Jane snorted and gasped over-dramatically, "Holy shit! The world is ending. Maura Isles doesn't know what to do!" Maura beat down a smile, giving a good natured roll of her eyes as she swatted at Jane's bicep.
"Watch your language, Jane," Maura chided, not really focusing on the black-and-white movie anymore, "I guess I would try to hit them over the head. If I could destroy the brain, it would cut off the functions reanimating the rest of the body. Then the corpse would probably 'die' again."
Jane snorted, because the image of Maura beating the shit out of a zombie was actually kind of hilarious, "I'd probably have a fucking panic attack and try to shoot it." There was another swat to her arm as Maura told her, once again, to watch her language. Jane poked out her tongue, and Maura rolled her eyes.
"Shooting it probably wouldn't be effective. It's doubtful that the heart would reanimate, and that's most likely where you would shoot. It would do nothing," Maura said, still thinking logically even though they were now talking about something completely illogical.
Jane sighed and gave a shrug, reaching into the pizza box to pull out a now-cold slice, "I guess I wouldn't survive a zombie invasion on my own, then." She bit into the pizza, chewing as she said, "I'd just stick with you and let you bludgeon all of them for me."

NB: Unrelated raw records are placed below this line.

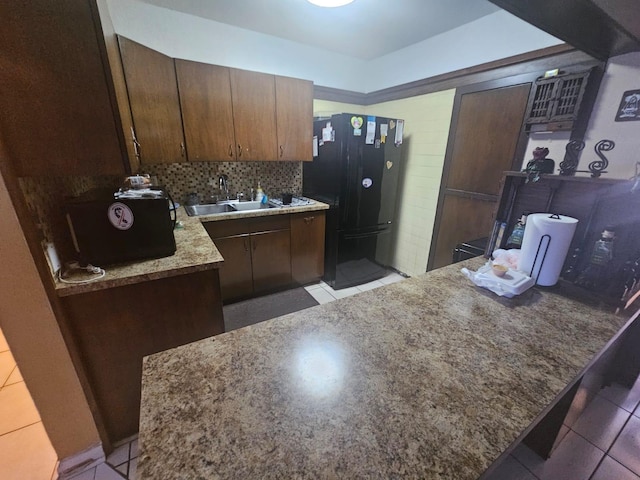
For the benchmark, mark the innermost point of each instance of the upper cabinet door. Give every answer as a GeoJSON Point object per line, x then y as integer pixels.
{"type": "Point", "coordinates": [207, 113]}
{"type": "Point", "coordinates": [59, 113]}
{"type": "Point", "coordinates": [294, 101]}
{"type": "Point", "coordinates": [155, 107]}
{"type": "Point", "coordinates": [254, 112]}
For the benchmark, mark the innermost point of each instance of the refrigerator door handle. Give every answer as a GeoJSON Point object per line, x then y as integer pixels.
{"type": "Point", "coordinates": [365, 234]}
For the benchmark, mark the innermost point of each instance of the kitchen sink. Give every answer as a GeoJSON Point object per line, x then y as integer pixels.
{"type": "Point", "coordinates": [224, 207]}
{"type": "Point", "coordinates": [244, 206]}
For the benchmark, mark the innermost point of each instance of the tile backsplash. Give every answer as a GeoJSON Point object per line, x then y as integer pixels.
{"type": "Point", "coordinates": [46, 196]}
{"type": "Point", "coordinates": [202, 178]}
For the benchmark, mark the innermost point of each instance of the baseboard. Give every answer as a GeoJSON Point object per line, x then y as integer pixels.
{"type": "Point", "coordinates": [81, 461]}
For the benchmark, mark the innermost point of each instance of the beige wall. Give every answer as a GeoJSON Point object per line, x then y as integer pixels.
{"type": "Point", "coordinates": [427, 120]}
{"type": "Point", "coordinates": [35, 340]}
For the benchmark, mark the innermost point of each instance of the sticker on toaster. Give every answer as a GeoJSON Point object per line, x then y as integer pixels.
{"type": "Point", "coordinates": [120, 216]}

Maura laughed lightly then took the slice of pizza from Jane's hand, setting it back down on the coffee table. Jane glared at her, not pleased with the pizza thievery. That is, until Maura straddled her waist, smirking down at her. Bright hazel eyes glittered with an almost wicked mirth, "I can think of something more interesting and stimulating we can do, instead of talking about zombies."

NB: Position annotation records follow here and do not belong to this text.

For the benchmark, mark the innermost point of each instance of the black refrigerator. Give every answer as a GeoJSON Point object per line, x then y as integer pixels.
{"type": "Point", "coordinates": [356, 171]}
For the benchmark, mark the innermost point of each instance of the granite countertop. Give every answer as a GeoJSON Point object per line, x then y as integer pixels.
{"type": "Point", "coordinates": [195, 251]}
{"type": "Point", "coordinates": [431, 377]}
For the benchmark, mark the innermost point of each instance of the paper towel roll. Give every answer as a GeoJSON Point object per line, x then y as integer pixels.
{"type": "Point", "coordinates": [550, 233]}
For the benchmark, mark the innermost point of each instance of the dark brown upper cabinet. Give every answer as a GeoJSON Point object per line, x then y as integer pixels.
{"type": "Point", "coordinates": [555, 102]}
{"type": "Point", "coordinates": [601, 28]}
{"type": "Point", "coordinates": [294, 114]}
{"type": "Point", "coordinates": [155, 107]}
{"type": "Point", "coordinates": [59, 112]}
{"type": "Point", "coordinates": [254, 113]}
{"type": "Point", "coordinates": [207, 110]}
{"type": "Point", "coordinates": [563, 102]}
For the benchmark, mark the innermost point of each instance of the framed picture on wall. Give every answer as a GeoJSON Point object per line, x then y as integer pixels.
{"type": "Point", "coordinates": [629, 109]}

"Oh really, Dr. Isles?" Jane asked, and Maura gave her that mischievous smirk again. The detective reached up to tangle her fingers in Maura's honey-blonde curls, "How about you…explain?" There was a warm chuckle that vibrated through Maura's body and against Jane's.
"I'd be happy to," Maura pulled Jane into a passionate kiss, and everything else fell away.
The zombie movie still played in the background―forgotten.